Signal measures the association between a correlation event and a goal event and quantifies the correlation between the two. This facilitates a deeper understanding of the behaviors that drive customer conversions, and can help guide product decisions.
Note: There are now more features available in Signal that are not highlighted in the video below. Refer to the Signal instructions to get current information on how to build Signal queries.
Signal Use Case
Using an a music sharing application as an example can highlight the value of quantifying correlations between events.
The music sharing app may want to understand the correlation between top events and users who purchase a song on the app. It is important to understand what the optimal actions that users take before purchasing a song are.
Building this query in Signal would involve selecting the target users, and how the "Song Purchased" goal event is correlated with the top events.
Values are returned after running the correlation. “Song Played” could have a strong positive correlation with purchasing a song. Most of the users who played a song later purchased a song.
This information can be used in future product decisions. By knowing that those who play songs are more likely to purchase songs, it is possible to build tools to encourage song plays. This could lead to a dramatic increase in the amount of users purchasing songs.
Signal Machine Learning Model
Signal calculates correlation using a well-known statistical algorithm called the phi coefficient. In addition to correlation, Mixpanel calculates what is called an opportunity score, and also presents a list of key findings.
The phi coefficient is a single number between -1 and 1 and it indicates how closely an event moves with your goal event. 1 means that 100% of all users that did the goal event also did the correlation event. -1 means that 0% of users that did the goal event also did the correlation event.

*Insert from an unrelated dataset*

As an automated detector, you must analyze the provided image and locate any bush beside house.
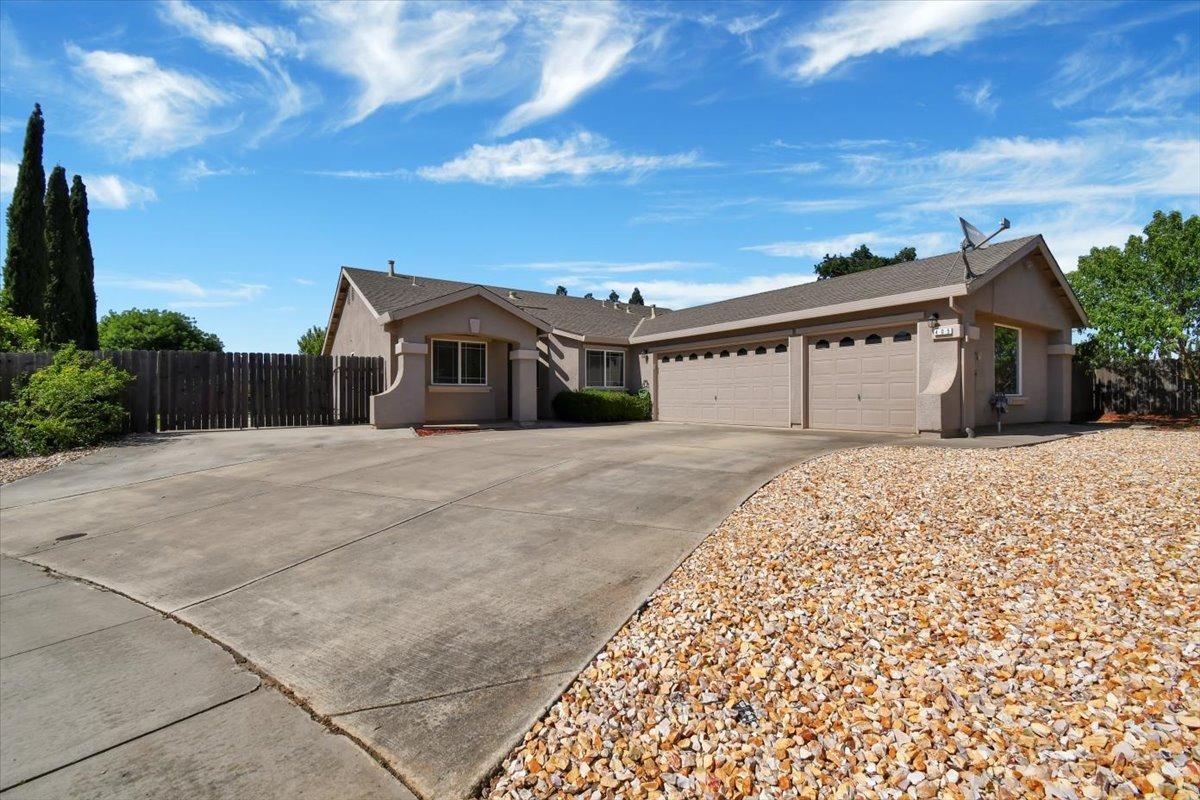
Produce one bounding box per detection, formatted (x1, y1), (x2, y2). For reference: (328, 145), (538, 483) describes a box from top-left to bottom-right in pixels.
(552, 389), (650, 422)
(0, 344), (133, 456)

Opportunity is Mixpanel’s proprietary calculation that determines the level of importance of a given correlation. It pares down correlation results by eliminating false positives and highlights weak correlations. This additional assessment determines how much an event impacts conversion to the goal event. This reveals actionable opportunities to make product changes.
Signal also presents two key findings, rarity analysis results and conversion measurements. Rarity defines how common or uncommon it is for users to complete an individual event. The conversion measurements qualifies how likely a given conversion is to be helpful. For example, if all users are converting because the application forces this by design, then the conversion measurement will flag this as "unlikely to be useful".